The Run-Down On Second Mortgages In Canada

If you have accrued a fair amount of equity into your home – either by paying back your loan over a long period of time or by placing a high down payment initially – there’s a chance that you have heard the words “second mortgage.” A second mortgage is actually the use of a home’s accrued equity, the amount of home that you actually own compared to the home’s total value. This, no doubt about it, is a type of loan that needs to be repaid over time. This includes interest.

For homeowners who want to fund large expenses that will serve as investments in their futures, second mortgages can be a godsend. They put a large sum of money into your account right away, allowing you to access it for any number of reasons. This sounds great and all, but keep in mind that your home will be put up as collateral if you are unable to pay the principal and interest on your second mortgage as well as your first mortgage.

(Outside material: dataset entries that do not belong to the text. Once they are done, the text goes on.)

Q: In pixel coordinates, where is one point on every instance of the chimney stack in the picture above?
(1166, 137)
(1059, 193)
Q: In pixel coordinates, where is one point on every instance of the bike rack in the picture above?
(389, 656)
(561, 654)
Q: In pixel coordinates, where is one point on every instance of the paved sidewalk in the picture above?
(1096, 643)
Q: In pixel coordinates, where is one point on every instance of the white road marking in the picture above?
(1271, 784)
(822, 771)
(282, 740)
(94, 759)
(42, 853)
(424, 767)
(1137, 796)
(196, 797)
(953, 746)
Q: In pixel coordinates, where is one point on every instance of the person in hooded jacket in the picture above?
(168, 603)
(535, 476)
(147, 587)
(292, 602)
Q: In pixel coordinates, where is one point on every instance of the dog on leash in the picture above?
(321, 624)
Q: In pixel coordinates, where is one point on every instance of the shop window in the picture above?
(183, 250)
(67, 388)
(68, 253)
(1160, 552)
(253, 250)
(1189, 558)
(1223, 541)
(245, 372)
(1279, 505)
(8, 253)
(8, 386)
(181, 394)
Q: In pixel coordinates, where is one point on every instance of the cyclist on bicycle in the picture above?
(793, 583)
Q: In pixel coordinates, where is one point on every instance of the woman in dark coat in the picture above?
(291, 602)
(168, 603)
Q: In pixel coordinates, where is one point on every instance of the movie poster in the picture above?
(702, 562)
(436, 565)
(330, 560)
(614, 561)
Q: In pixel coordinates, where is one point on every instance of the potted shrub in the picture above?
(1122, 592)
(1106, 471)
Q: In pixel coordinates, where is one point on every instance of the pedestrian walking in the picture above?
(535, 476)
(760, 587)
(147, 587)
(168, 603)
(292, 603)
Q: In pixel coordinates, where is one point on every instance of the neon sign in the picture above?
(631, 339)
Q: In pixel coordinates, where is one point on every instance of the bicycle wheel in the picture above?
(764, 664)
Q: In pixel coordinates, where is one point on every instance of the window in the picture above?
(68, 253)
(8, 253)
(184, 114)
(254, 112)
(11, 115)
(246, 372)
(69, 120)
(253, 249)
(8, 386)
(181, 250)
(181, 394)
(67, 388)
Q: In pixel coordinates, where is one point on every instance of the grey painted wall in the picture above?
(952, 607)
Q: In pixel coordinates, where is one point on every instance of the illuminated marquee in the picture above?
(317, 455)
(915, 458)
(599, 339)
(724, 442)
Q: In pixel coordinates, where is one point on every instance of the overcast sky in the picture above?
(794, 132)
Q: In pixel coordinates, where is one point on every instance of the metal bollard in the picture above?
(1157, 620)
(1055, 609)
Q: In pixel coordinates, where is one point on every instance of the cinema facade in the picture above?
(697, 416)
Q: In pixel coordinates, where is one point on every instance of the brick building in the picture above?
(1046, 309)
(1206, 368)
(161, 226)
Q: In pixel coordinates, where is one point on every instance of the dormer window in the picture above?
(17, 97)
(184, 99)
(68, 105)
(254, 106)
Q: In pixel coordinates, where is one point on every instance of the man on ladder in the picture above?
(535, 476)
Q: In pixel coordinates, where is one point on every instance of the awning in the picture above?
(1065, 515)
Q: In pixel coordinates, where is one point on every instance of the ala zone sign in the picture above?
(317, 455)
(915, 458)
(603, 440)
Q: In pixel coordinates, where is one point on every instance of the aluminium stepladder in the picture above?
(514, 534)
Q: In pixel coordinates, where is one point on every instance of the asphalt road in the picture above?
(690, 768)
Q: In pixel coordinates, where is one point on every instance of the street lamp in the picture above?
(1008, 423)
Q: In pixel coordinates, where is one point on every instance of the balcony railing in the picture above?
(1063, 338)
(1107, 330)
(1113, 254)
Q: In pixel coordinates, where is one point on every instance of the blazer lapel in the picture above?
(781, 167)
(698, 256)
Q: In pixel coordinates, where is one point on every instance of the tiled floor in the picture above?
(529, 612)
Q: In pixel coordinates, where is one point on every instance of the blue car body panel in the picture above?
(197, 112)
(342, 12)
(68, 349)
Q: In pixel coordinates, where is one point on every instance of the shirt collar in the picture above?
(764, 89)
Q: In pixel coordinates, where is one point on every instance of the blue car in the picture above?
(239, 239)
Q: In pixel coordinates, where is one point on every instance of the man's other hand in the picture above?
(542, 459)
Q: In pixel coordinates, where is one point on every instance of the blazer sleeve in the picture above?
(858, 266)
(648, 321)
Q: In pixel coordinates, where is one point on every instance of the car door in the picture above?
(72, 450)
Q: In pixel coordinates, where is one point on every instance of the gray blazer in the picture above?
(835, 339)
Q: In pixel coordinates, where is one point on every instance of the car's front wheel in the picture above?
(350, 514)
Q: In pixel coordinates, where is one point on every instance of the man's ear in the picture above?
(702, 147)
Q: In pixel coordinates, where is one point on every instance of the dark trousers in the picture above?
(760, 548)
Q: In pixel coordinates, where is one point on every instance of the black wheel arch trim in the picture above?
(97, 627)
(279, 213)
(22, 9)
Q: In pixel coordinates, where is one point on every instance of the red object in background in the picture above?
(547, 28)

While this is certainly a risky move to make, it can definitely pay off. To learn more about what second mortgages in Canada entail, continue reading!

Types of Second Mortgages

There are two types of second mortgages available to Canadian homeowners:

  1. Home equity lines of credit (or HELOC)
  2. Lump sum home equity loans in form of private or second mortgages

In this section, we’ll detail the differences between the two forms that a second mortgage can take.

HELOC

A HELOC essentially allows you to take out a large amount from your home’s equity, without forcing you to take out a certain amount all at once. Instead, you can withdraw from your line of credit as you would a credit card. Your lender will place a maximum amount that can be withdrawn.

Lump Sum Loan

Unlike a HELOC, which grants you the ability to withdraw funds as they are needed, a lump sum equity loan places a large amount of currency directly into your hands all at once. This is typically the “go-to” option for homeowners looking to take out a second mortgage in Canada.

Which One to Choose?

Both types of second mortgages put a lot of money in your account, but on different terms. If you are looking to make a large investment all at once, like paying off high-interest credit card debt, a lump sum equity payment is typically the preferred route. If you are planning to make renovations on your home but aren’t sure what the bottom line will end up being, a HELOC could grant you access to the money you need – and only when you need it.

Consider your needs very carefully before making this big decision. After all, second mortgages are types of loans that must be repaid in monthly installments and they do use your home as collateral. If you know that you are in a good position to access your home’s equity, confer with your lender or real estate attorney about which option is best for you.